栄養と日常生活#037(仲井DC):ビタミンE

今回はビタミンEのお話しです。

ビタミンEはサプリメントの中では余り人気が無いような気がしますが、実はとても大切なビタミンです。

脂溶性のビタミンの一つで、同じ脂溶性であるビタミンAやDの大量摂取は危険が伴うと指摘されている中、ビタミンEの大量摂取による危険性は少ないと言われています。

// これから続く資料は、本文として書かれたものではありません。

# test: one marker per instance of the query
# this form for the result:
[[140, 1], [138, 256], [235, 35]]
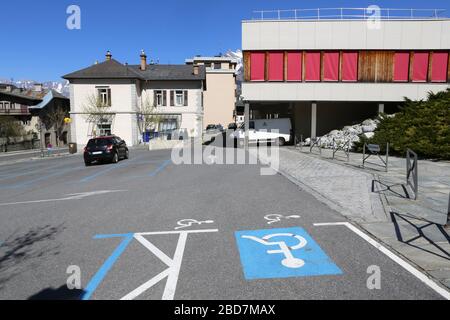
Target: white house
[[175, 92]]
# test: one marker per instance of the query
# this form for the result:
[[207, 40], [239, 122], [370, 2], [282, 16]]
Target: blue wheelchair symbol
[[282, 253]]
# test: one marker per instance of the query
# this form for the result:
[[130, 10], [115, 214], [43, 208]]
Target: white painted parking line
[[418, 274], [74, 196]]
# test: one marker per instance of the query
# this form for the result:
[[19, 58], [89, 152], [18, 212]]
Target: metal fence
[[412, 172], [344, 147], [371, 12]]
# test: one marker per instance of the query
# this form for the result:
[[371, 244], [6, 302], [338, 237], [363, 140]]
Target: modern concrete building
[[115, 98], [220, 92], [328, 72]]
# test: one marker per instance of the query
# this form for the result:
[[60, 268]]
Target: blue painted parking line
[[109, 263], [160, 168], [282, 253]]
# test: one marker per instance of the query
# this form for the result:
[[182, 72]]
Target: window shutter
[[186, 98], [172, 98], [164, 98]]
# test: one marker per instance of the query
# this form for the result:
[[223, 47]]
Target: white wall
[[272, 91], [335, 34], [123, 98]]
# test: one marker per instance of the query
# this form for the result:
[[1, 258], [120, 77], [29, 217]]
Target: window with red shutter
[[257, 66], [331, 66], [294, 67]]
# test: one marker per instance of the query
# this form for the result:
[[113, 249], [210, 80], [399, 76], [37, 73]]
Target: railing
[[344, 147], [371, 12], [412, 172]]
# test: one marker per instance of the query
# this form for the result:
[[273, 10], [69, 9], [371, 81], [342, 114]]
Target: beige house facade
[[219, 98]]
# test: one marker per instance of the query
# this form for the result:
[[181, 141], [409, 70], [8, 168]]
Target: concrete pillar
[[247, 124], [313, 120]]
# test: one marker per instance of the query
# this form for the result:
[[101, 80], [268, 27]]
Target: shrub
[[423, 126]]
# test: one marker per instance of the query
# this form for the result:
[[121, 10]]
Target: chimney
[[143, 60], [108, 56], [196, 70], [38, 87]]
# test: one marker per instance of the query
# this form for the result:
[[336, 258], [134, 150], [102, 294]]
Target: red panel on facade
[[439, 67], [420, 67], [312, 66], [401, 66], [276, 66], [257, 66], [331, 66], [350, 66], [294, 66]]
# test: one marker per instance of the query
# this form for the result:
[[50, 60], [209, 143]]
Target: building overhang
[[320, 91]]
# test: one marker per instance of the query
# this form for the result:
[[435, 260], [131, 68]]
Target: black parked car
[[110, 149]]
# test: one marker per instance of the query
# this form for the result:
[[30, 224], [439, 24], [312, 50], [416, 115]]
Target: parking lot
[[147, 229]]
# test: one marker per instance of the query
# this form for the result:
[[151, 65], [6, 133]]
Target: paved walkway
[[411, 228]]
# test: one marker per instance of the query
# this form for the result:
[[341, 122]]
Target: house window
[[160, 98], [312, 65], [331, 66], [257, 63], [401, 67], [420, 67], [276, 66], [439, 67], [104, 95], [179, 97], [294, 61], [350, 66]]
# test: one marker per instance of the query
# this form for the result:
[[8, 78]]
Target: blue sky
[[38, 45]]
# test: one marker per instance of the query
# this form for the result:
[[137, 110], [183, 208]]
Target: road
[[120, 224]]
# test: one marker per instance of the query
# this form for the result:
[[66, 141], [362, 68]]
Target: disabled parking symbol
[[282, 253]]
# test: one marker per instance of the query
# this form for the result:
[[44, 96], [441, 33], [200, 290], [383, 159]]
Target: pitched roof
[[111, 69], [115, 70], [52, 94]]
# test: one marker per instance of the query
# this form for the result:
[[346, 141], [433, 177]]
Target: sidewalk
[[410, 228]]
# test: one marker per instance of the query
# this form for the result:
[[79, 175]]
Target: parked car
[[262, 131], [110, 149]]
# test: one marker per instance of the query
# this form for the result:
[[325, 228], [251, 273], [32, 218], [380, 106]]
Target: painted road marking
[[74, 196], [171, 273], [187, 223], [274, 218], [293, 253], [419, 275], [45, 177]]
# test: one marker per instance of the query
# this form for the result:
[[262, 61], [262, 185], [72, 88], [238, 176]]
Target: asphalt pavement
[[248, 237]]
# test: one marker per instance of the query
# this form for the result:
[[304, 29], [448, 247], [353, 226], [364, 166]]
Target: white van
[[261, 131]]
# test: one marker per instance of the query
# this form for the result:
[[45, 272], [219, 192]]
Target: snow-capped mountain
[[60, 86]]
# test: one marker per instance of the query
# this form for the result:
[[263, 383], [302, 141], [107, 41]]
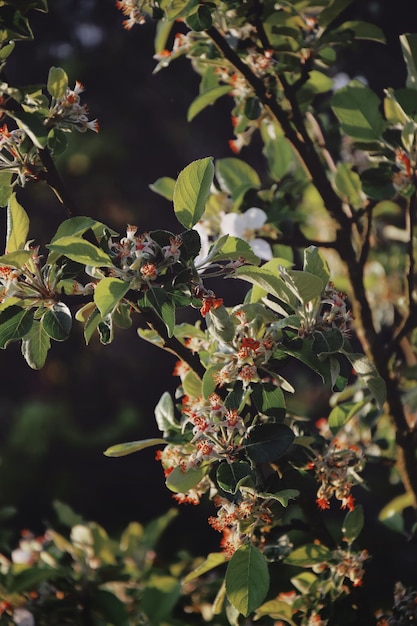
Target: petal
[[254, 217], [261, 248], [232, 224]]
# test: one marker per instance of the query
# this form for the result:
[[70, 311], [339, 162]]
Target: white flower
[[202, 230], [244, 225], [22, 617]]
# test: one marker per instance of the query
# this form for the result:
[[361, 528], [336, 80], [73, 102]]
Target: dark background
[[55, 423]]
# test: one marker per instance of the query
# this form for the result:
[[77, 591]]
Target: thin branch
[[52, 178]]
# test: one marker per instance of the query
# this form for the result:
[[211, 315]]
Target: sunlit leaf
[[17, 225], [180, 480], [214, 559], [191, 191], [357, 108], [35, 346], [247, 579], [57, 82], [81, 251], [123, 449], [57, 321], [15, 323], [108, 293]]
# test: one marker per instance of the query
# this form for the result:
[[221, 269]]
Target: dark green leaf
[[15, 323], [357, 108], [268, 442], [230, 475], [57, 321], [35, 346], [353, 524]]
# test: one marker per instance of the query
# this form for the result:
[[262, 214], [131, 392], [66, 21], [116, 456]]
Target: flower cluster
[[404, 611], [132, 9], [24, 163], [238, 520], [330, 312], [35, 283], [67, 113], [337, 471], [139, 259], [245, 356]]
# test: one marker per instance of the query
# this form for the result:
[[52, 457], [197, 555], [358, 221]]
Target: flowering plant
[[235, 432]]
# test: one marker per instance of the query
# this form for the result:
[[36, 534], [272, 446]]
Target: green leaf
[[192, 384], [357, 109], [277, 610], [35, 346], [392, 513], [328, 342], [334, 8], [165, 415], [353, 524], [30, 578], [409, 49], [268, 281], [304, 286], [57, 82], [229, 475], [192, 190], [159, 597], [6, 188], [91, 324], [268, 398], [360, 30], [108, 293], [314, 263], [268, 442], [214, 559], [369, 375], [348, 185], [17, 225], [180, 9], [57, 321], [17, 259], [236, 177], [15, 323], [161, 302], [33, 125], [231, 248], [77, 226], [342, 413], [201, 19], [164, 187], [110, 607], [206, 99], [308, 555], [123, 449], [182, 481], [81, 251], [220, 324], [247, 579]]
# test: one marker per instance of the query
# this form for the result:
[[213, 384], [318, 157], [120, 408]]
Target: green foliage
[[313, 240]]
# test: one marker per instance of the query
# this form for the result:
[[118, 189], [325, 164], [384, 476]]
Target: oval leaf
[[108, 294], [247, 579], [81, 251], [123, 449], [191, 191], [268, 442]]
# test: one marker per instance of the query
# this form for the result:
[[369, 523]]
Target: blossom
[[244, 225], [67, 112]]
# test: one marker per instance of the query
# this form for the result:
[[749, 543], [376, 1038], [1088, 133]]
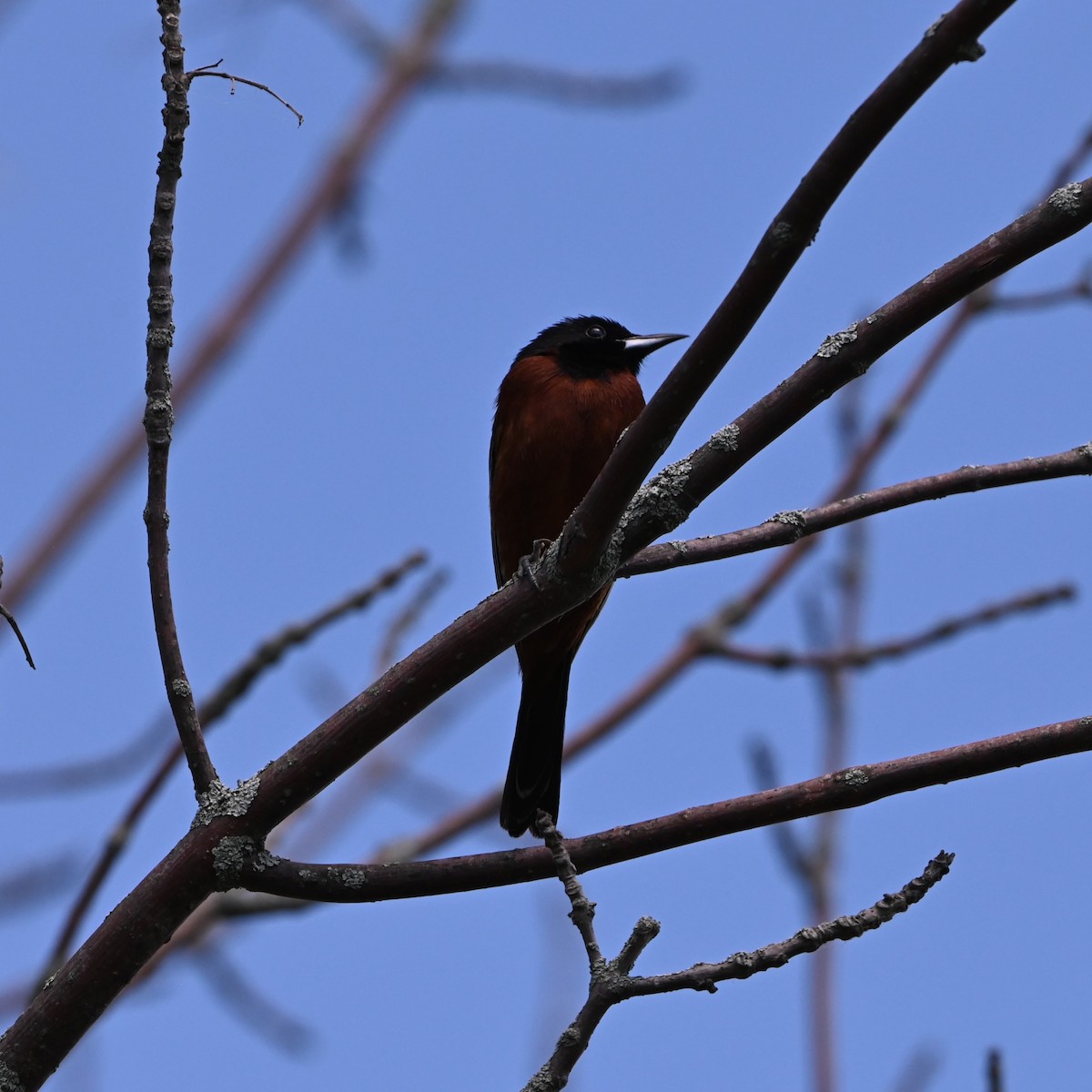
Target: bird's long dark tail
[[534, 770]]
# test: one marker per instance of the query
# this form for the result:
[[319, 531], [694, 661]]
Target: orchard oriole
[[567, 399]]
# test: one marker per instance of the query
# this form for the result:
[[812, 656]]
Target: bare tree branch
[[868, 654], [612, 984], [845, 789], [507, 77], [214, 708], [207, 70], [787, 528], [954, 38], [214, 344], [159, 413]]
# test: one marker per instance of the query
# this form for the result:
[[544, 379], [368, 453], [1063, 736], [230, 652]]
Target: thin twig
[[786, 529], [241, 999], [158, 413], [15, 625], [610, 989], [852, 787], [590, 529], [213, 709], [207, 70], [409, 617], [212, 348], [582, 913], [868, 654], [507, 77]]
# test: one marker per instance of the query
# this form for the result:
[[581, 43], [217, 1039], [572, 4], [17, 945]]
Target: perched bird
[[567, 399]]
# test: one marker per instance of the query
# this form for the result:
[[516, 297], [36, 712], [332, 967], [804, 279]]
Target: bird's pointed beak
[[643, 344]]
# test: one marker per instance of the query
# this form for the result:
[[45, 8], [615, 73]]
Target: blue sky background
[[353, 426]]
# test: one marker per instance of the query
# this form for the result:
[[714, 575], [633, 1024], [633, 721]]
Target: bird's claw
[[525, 569]]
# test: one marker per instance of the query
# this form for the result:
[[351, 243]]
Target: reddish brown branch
[[867, 654], [954, 38], [789, 528], [610, 989], [213, 347], [214, 708], [833, 792]]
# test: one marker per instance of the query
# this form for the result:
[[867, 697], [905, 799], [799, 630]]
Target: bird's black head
[[590, 345]]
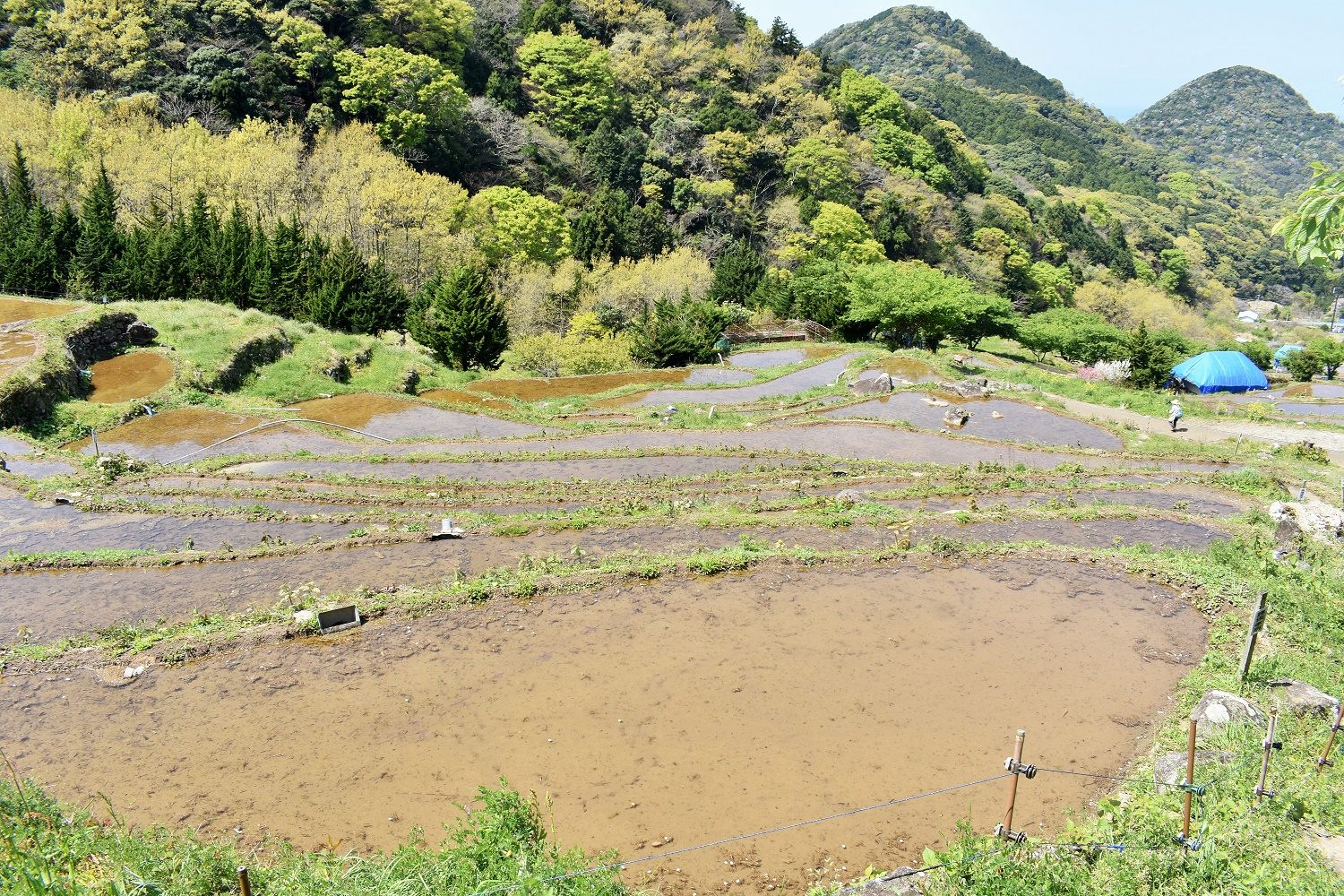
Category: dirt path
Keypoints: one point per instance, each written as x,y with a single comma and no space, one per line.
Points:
656,716
1207,432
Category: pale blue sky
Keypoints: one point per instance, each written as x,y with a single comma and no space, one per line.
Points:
1123,56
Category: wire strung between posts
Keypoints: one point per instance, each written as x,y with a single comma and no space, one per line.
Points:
683,850
1088,774
911,872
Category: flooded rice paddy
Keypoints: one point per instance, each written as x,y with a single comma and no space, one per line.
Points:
995,419
50,605
129,376
392,418
29,309
545,390
760,360
808,378
30,527
676,713
169,433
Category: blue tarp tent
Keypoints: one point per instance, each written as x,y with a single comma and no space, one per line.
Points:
1284,351
1219,373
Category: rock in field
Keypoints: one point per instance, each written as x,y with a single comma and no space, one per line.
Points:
1218,708
1169,769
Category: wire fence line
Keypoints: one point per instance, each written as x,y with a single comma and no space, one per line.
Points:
1039,849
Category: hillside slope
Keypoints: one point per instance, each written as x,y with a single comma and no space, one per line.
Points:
921,42
1021,121
1247,126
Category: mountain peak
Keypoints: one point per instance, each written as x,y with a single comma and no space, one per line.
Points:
1247,125
921,42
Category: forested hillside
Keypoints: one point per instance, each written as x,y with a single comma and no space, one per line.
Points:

1日の必要摂取量は成人男性で7~8mg、成人女性は6~7mgです。

 

自然界に多く普遍的に存在するトコフェロール(ビタミンE)は、植物、藻類などの光合成生物によって合成されるため、余り不足することがないように思えてしまうのかも知れません。
しかし、ビタミンCなどと同様に、強力な抗酸化剤として働くビタミンEは、フリーラジカルによる病理、心臓病、ガン、老化も防いでくれる大変貴重な存在です。
また心臓病が多発すると指摘されている血液型がA型(表現型)の人には不可欠なビタミン剤になるのかも知れません。

一般的にビタミンEの不足は、赤血球の破壊、筋肉の退行変性、ある種の貧血、生殖器機能障害、不妊症、脳軟化症の原因にもなると報告されています。

ジェフリー・ブランド博士の20日間で若返る自分もビタミンEを軽視していた時期がありましたが、10年以上も前になりますが、ジェフリー・ブランド博士の「20日間で若返る植物栄養素」(ダイアモンド社)を読み目が覚めました。
博士は植物に含まれるファイト・ニュートリエントに注目し、多くの植物に含まれるビタミンの重要性を説き、ビタミンEの重要性を説明しています。

 

ビタミンEは大豆、オリーブオイル、ホウレン草、ナッツ類、青魚、いくら、たらこに多く含まれています。
ビタミンEは肝臓、脂肪組織、心臓、筋肉、睾丸、子宮、血液、副腎、脳下垂体に多く貯蔵されていることを考えても、どれだけ身体に必要か分かります。
特に血液に対して重要な役割を果たしていることが判明しており、赤血球の細胞膜を守り、血小板粘着性を低下させ、コレステロール値を下げることも報告されています。

ビタミンEは、水溶性であるビタミンBやCと同じように、体内に比較的短時間しか貯えられないという指摘もあります。
摂取量の60~70%は便として排泄されてしまうそうです。

まだまだ不明な点が多いビタミンEでしたが、新たな情報が得られましたら、またご報告いたします。